Supreme Court properly granted the petition insofar as it sought to compel the Board to notice and conduct an annual meeting of unit owners to elect Board members (CPLR 7803[1]). The Board does not dispute that it improperly counted votes based on percentage of ownership, contrary to the clear terms of the by-laws, while the record demonstrates that, even assuming the Board properly rejected proxies presented by petitioners, the result was a tie (see Real Property Law § 339-e[8][ii]).

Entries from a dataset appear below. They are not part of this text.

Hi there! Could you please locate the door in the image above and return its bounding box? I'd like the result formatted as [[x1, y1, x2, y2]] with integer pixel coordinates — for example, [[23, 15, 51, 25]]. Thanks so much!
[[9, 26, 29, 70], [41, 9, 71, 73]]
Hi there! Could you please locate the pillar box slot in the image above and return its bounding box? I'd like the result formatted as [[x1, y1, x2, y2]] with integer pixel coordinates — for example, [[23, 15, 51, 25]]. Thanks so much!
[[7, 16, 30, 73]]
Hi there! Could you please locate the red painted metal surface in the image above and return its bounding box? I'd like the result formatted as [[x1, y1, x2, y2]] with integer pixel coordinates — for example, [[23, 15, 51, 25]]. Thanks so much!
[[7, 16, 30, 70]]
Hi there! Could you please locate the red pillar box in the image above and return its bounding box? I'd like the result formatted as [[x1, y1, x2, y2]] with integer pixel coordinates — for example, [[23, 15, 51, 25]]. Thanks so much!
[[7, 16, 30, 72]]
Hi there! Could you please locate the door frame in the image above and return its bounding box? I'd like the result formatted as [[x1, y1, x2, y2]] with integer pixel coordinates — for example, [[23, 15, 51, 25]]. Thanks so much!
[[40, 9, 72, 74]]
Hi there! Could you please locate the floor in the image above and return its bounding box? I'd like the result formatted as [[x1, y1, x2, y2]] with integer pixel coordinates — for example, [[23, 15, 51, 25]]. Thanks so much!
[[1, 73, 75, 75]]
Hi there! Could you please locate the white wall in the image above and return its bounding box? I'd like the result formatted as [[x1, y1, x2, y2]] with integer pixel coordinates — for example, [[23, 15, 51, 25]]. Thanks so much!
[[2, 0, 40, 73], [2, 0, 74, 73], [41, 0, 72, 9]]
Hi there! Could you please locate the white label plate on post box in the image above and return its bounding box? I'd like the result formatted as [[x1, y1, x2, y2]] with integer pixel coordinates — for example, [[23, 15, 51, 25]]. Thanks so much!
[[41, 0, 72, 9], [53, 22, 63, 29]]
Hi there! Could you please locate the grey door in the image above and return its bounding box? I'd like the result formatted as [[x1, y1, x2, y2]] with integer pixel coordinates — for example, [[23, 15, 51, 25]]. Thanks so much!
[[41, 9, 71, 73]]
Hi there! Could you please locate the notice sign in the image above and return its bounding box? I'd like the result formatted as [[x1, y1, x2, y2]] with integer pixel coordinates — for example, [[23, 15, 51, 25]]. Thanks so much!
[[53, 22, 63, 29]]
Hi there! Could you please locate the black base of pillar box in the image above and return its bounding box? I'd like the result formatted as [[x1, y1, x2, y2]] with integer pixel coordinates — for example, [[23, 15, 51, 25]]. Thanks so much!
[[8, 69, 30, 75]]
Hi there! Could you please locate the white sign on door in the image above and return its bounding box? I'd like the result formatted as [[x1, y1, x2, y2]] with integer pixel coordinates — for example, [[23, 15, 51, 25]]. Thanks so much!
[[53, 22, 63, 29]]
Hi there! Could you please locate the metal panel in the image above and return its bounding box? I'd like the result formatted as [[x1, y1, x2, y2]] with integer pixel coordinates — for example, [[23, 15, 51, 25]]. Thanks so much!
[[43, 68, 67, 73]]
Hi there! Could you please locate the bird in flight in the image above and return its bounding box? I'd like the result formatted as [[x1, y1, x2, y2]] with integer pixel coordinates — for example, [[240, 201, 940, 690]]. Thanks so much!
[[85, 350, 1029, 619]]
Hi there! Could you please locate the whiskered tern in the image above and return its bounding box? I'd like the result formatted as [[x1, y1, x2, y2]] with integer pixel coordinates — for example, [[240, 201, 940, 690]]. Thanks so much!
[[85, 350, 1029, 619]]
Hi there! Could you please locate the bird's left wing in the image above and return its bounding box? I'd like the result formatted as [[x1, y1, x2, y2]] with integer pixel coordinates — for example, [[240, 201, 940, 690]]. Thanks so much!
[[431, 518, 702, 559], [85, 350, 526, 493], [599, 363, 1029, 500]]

Supreme Court also properly barred two current Board members from running, as the by-laws require that the majority of the three-person Board be owner-occupants. The non-owner employee of the LLC owning two community units does not qualify under the plain meaning of the by-laws (see Vermont Teddy Bear Co. v 538 Madison Realty Co., 1 NY3d 470, 475 [2004]; W.W.W. Assoc. v Giancontieri, 77 NY2d 157, 162 [1990]). The record also shows that a separate entity operated a day care in both units, while the Board represented in the proxy it provided to unit owners that its incumbent members represented the day care. As such, Supreme Court correctly found that the LLC owner of the community units does not occupy them. The Board president's part ownership of the day care, which does not own the units, is irrelevant.

Contrary to the Board's contention[*2], Supreme Court was not required to hold a trial to determine whether the LLC owning the community units also occupied them, since the Board president's attestations in his affidavit as to the company's occupancy of the units to conduct unspecified business were conclusory (CPLR 7804[h]; see Chrysler E. Bldg., L.L.C. v Keenwawa, Inc., 217 AD3d 494, 495 [1st Dept 2023]; Perez v 1790-1792 Third Ave. LLC, 211 AD3d 492, 493 [1st Dept 2022]; Beauvoir v Samuel, 204 AD3d 741, 742 [2d Dept 2022], quoting JMD Holding Corp. v Congress Fin. Corp., 4 NY3d 373, 384-385 [2005]; compare Matter of Kickertz v New York Univ., 25 NY3d 942, 944 [2015]). Moreover, no answer was necessary in light of the denial of the Board's cross-motion to dismiss, since the facts were "so fully presented in the papers of the respective parties that it is clear that no dispute as to the facts exists and no prejudice will result from the failure to require an answer" (Matter of Kickertz, 25 NY3d at 944, quoting Matter of Nassau BOCES Cent. Council of Teachers v Board of Coop. Educ. Servs. of Nassau County, 63 NY2d 100, 102 [1984]; see CPLR 7804[f]).THIS CONSTITUTES THE DECISION AND ORDER

OF THE SUPREME COURT, APPELLATE DIVISION, FIRST DEPARTMENT.